The Single Leg RDL – Romanian Deadlift – is one of the most important exercises you can use to tone, shape, and strengthen the entire posterior chain (your butt, low back and hamstrings)...It is also one of the most important corrective exercises you can do to help self-identify and correct muscle imbalances that are the most common cause of movement dysfunction and injury.

Like a two leg RDL the Single Leg RDL is hip hinge exercise and the hip hinge is one of the key functional exercises everyone should do along with squats, lunges, pushes, and pulls.   The best way to do this exercise is barefoot in front of a mirror where you can see your whole body throughout the entire sequence of the exercise.   Ideally you should be on a firm and level surface as well.

This exercise challenges your entire body from head to toe and particularly the feet because of the significant asymmetrical loading which challenges you to compensate and stabilize!   This is very important because when we walk and run we spend much of our time on one foot so this ability is critical for proper movement.

Start by facing the mirror standing on one foot with the other leg flexed so your thigh is parallel with the floor and knee flexed to 90 degrees with hands on your hips.     Look in the mirror and make sure your hips are perfectly level and if not fix that!   

Next, without moving the upper body extend the flex leg down and hinge forward at the hip of the standing leg.    As your swing leg passes the other leg you should try to straighten it, and ideally you hinge forward at the upper body while keeping your swing leg and upper body in a straight line the whole time.

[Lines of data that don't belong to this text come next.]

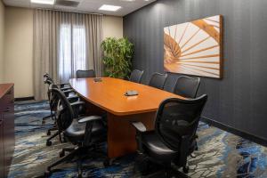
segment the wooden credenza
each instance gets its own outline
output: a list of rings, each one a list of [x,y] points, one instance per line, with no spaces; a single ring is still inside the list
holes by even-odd
[[[7,177],[14,152],[14,85],[0,84],[0,177]]]

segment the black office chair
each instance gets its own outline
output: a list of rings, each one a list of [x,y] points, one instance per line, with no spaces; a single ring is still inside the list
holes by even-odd
[[[134,69],[131,73],[129,81],[140,84],[143,74],[143,70]]]
[[[77,78],[86,78],[86,77],[95,77],[95,72],[93,69],[88,70],[77,70],[76,72]]]
[[[155,88],[163,89],[167,74],[154,73],[150,80],[149,85]]]
[[[178,75],[168,74],[168,77],[166,79],[163,90],[169,92],[169,93],[174,93],[174,86],[176,85],[178,77],[179,77]]]
[[[185,98],[196,98],[199,85],[199,77],[182,76],[176,81],[174,93]]]
[[[157,112],[155,131],[147,131],[142,122],[132,123],[138,151],[160,165],[166,177],[172,162],[188,173],[187,157],[195,150],[194,136],[206,100],[206,94],[191,100],[165,100]]]
[[[56,122],[59,129],[63,132],[65,138],[72,144],[77,145],[76,148],[64,148],[60,153],[61,158],[60,160],[49,166],[44,173],[44,176],[51,174],[53,167],[72,160],[77,156],[78,161],[78,175],[82,174],[81,159],[86,155],[87,151],[93,151],[100,144],[106,142],[107,128],[102,122],[101,117],[78,117],[74,111],[76,107],[79,107],[83,103],[70,105],[65,94],[59,89],[53,88],[52,93],[59,99],[57,106]],[[65,152],[70,152],[65,156]]]
[[[59,89],[59,87],[56,85],[52,84],[49,85],[48,92],[47,92],[51,115],[53,116],[53,119],[55,121],[53,127],[48,129],[47,135],[51,135],[52,131],[56,131],[56,132],[46,140],[46,146],[51,146],[52,139],[55,138],[58,135],[60,137],[60,142],[64,142],[63,139],[61,138],[61,131],[59,130],[59,127],[56,123],[56,117],[54,115],[54,113],[56,112],[56,109],[57,109],[59,98],[57,97],[57,95],[55,95],[53,93],[51,92],[52,89]],[[69,95],[69,93],[71,91],[61,91],[61,92],[66,96],[66,95]],[[67,97],[67,99],[71,103],[70,105],[75,105],[75,104],[77,104],[77,102],[79,102],[79,103],[82,102],[82,101],[80,101],[79,97],[77,95],[69,96],[69,97]],[[80,113],[80,114],[85,114],[85,109],[83,107],[80,107],[80,108],[78,108],[78,110],[77,112]]]

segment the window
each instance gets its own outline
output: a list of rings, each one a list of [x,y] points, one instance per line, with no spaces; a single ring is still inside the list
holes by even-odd
[[[84,26],[62,24],[60,29],[60,79],[68,82],[77,69],[86,69],[86,42]]]

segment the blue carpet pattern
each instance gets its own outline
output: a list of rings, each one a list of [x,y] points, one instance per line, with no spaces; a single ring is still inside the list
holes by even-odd
[[[45,167],[59,158],[61,149],[71,146],[57,139],[53,146],[45,146],[46,130],[53,122],[42,125],[42,117],[49,114],[46,101],[15,103],[16,143],[9,178],[42,177]],[[267,148],[204,123],[198,134],[198,150],[195,158],[189,158],[190,177],[267,177]],[[104,158],[88,158],[83,177],[141,177],[133,172],[135,158],[134,154],[126,156],[109,167],[103,166]],[[77,177],[76,163],[59,166],[51,177]]]

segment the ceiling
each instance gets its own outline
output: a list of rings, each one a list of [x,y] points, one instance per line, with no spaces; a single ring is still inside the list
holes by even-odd
[[[60,1],[60,0],[55,0]],[[125,16],[132,12],[134,12],[156,0],[64,0],[77,2],[77,7],[62,6],[62,5],[49,5],[49,4],[31,4],[30,0],[4,0],[5,5],[26,7],[26,8],[44,8],[44,9],[54,9],[61,11],[73,11],[90,13],[101,13],[107,15]],[[67,2],[69,3],[69,2]],[[99,11],[98,9],[102,4],[118,5],[122,6],[117,12],[105,12]]]

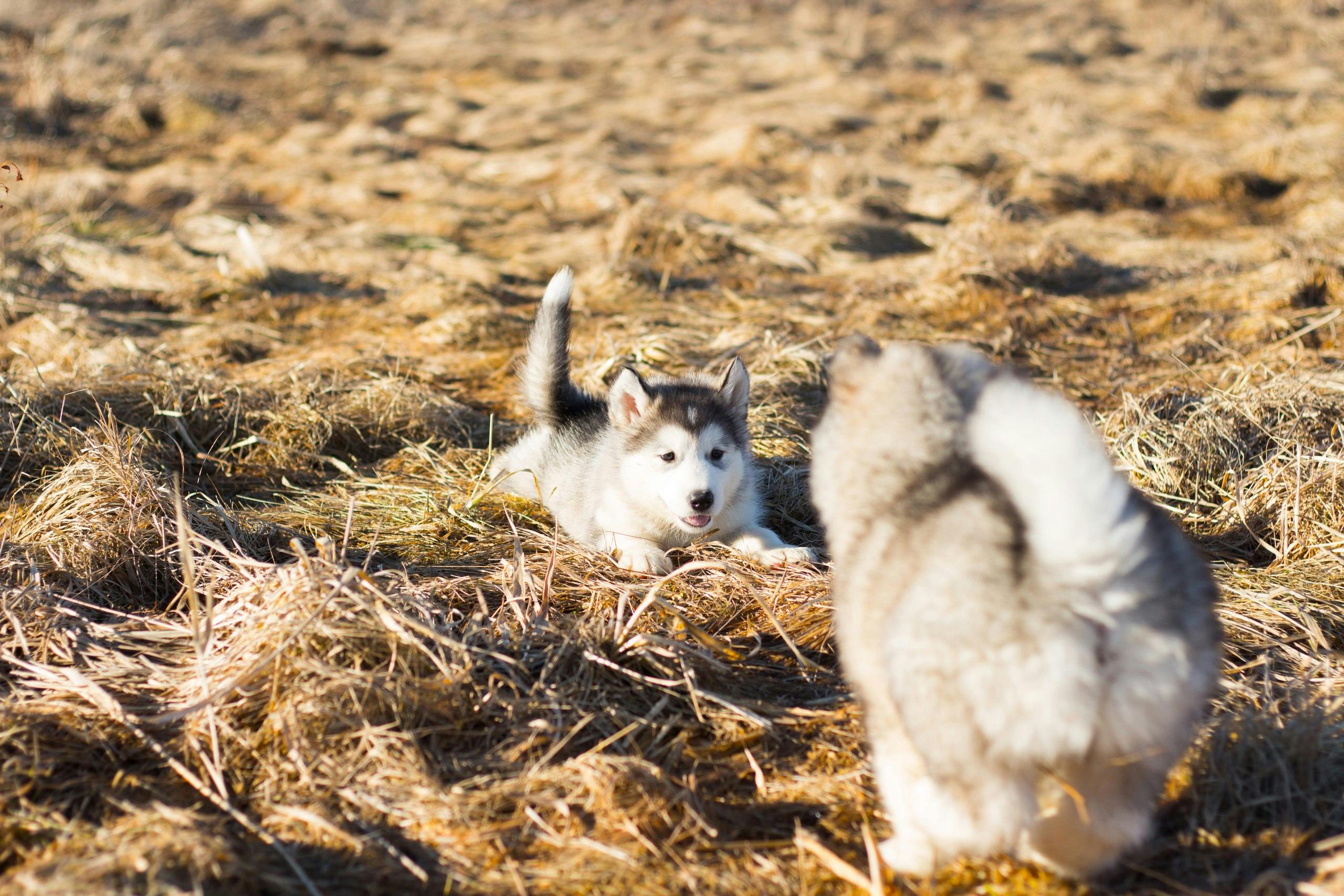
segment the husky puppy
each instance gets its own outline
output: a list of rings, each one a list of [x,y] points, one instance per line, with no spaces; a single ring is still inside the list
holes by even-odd
[[[644,379],[626,367],[606,400],[594,398],[570,382],[573,287],[569,267],[546,287],[523,361],[523,399],[538,422],[491,474],[626,570],[665,572],[668,548],[710,532],[767,566],[816,560],[761,524],[742,361],[719,382]]]
[[[812,493],[883,858],[1105,870],[1215,686],[1204,562],[1068,402],[973,349],[851,337],[829,376]]]

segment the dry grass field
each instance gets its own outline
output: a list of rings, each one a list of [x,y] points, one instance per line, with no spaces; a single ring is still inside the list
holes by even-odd
[[[0,4],[0,892],[843,893],[825,568],[665,582],[482,476],[742,353],[771,521],[841,334],[969,340],[1200,540],[1227,677],[1113,877],[1344,892],[1335,0]]]

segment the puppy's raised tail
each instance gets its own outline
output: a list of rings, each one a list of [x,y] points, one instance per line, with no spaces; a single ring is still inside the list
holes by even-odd
[[[985,386],[966,422],[976,463],[1008,493],[1031,555],[1073,584],[1105,586],[1144,557],[1146,513],[1067,399],[1016,376]]]
[[[546,426],[558,426],[591,403],[591,398],[570,382],[573,290],[574,271],[566,265],[546,286],[523,359],[523,402]]]

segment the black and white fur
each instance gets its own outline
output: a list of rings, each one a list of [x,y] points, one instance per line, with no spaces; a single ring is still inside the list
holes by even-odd
[[[742,361],[718,382],[626,367],[598,399],[570,380],[573,287],[563,267],[542,297],[521,377],[536,424],[491,465],[501,488],[538,498],[571,537],[626,570],[664,572],[669,548],[710,532],[767,566],[814,562],[761,524]]]
[[[1215,688],[1206,563],[1067,400],[978,352],[851,337],[829,375],[812,494],[883,857],[1110,868]]]

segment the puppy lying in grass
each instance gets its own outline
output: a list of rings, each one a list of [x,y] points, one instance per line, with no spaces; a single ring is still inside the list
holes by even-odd
[[[575,540],[626,570],[665,572],[668,548],[716,532],[766,566],[814,562],[761,524],[747,438],[746,367],[723,377],[645,379],[624,368],[594,398],[570,382],[570,292],[560,269],[542,297],[523,363],[536,424],[491,465],[505,490],[534,497]]]
[[[1102,872],[1218,677],[1216,587],[1064,399],[969,348],[851,337],[812,494],[899,872]]]

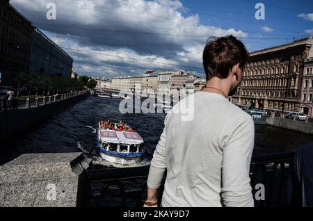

As you hinge try NOT to let your swing leg hip drop and keep your stance foot pointing directly forward with no angle.    The stance leg should flex slightly but the knee should NOT move forward – rather you should “sit” back into the hinge at the hip.

Pause when you reach at or near parallel with the floor with your upper body and swing leg then smoothly return to standing and flex the swing leg.    Slower is harder AND better and do NOT use any load at first.

Master the movement first!    10 repetitions on each side – do all 10 on each side one time per day and you will see some amazing changes in your hips, booty, and legs along with increased strength, balance and athleticism!